Der Roman spielt 1938 in
einer Steinzeit der Telekommunikation, ohne größeres Telefonnetz, ohne
Mobilkfunkkommunikation, ohne Internet oder e-Mail-Verkehr.
Was Marthes Tod betrifft, hätten
auch aus heutiger Sicht Krankenkassen in einem solchen Fall die Kosten für eine
Totaloperation nicht übernommen.
In dieser Steinzeit der
Telekommunikation werden Informationen weitestgehend im Café de la Poste in
Marsilly ausgetauscht. Dort finden sich Charaktertypen mit allen Haken und
Ösen: Jeans Schwiegervater Sarlat, der Schulden hat; Justin, der wegen diverser
Liebschaften als Bürgermeister nicht wiedergewählt worden ist; der Elsässer Kraut,
der sich als Gelegenheitsarbeiter durchschlägt und außer Essen und Trinken
keinerlei anderen Aktivitäten nachgeht; Jourin, der nach Belieben fremdgeht und
dennoch verheiratet ist.
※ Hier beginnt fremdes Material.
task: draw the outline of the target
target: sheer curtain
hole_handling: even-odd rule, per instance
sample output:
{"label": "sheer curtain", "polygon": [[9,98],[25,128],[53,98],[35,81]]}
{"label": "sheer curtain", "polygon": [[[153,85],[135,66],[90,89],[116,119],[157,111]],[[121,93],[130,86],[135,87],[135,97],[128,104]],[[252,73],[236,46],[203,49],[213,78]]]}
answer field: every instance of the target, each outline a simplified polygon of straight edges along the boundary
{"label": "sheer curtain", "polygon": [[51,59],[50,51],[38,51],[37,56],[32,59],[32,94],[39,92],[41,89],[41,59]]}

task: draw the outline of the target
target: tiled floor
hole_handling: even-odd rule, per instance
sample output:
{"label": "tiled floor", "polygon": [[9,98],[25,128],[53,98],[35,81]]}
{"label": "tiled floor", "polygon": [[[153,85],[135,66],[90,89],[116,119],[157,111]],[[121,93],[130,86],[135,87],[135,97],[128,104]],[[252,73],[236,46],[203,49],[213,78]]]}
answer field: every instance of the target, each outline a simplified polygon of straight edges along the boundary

Dazu kommen Metzger, Maurer, Hufschmied, Lehrer, also
alles, was sich so im Dorf herumtreibt. Dementsprechend stark wird das Café frequentiert,
wobei jede Menge gesoffen wird, Karten gespielt wird und endlos über Politik
herum palavert wird.
Das ist eine Welt, in die
Jean nicht hineinfindet, weil er mit solchen derben Charaktertypen nicht
umgehen kann. Anstatt dessen ist er in seinem Alltag gefangen, der auf Gut
Wellenschlag stattfindet. Jeden Tag erntet er von morgens früh bis abends spät Austern,
indem er bei einem niedrigen Gezeitenstand während der Ebbe die Austern mit
Netzen aus dem Meer fischt. Umspült von Wassermassen, werden Karren durch
Matsch und Schlick gezogen, was eine fürchterliche Knochenarbeit ist.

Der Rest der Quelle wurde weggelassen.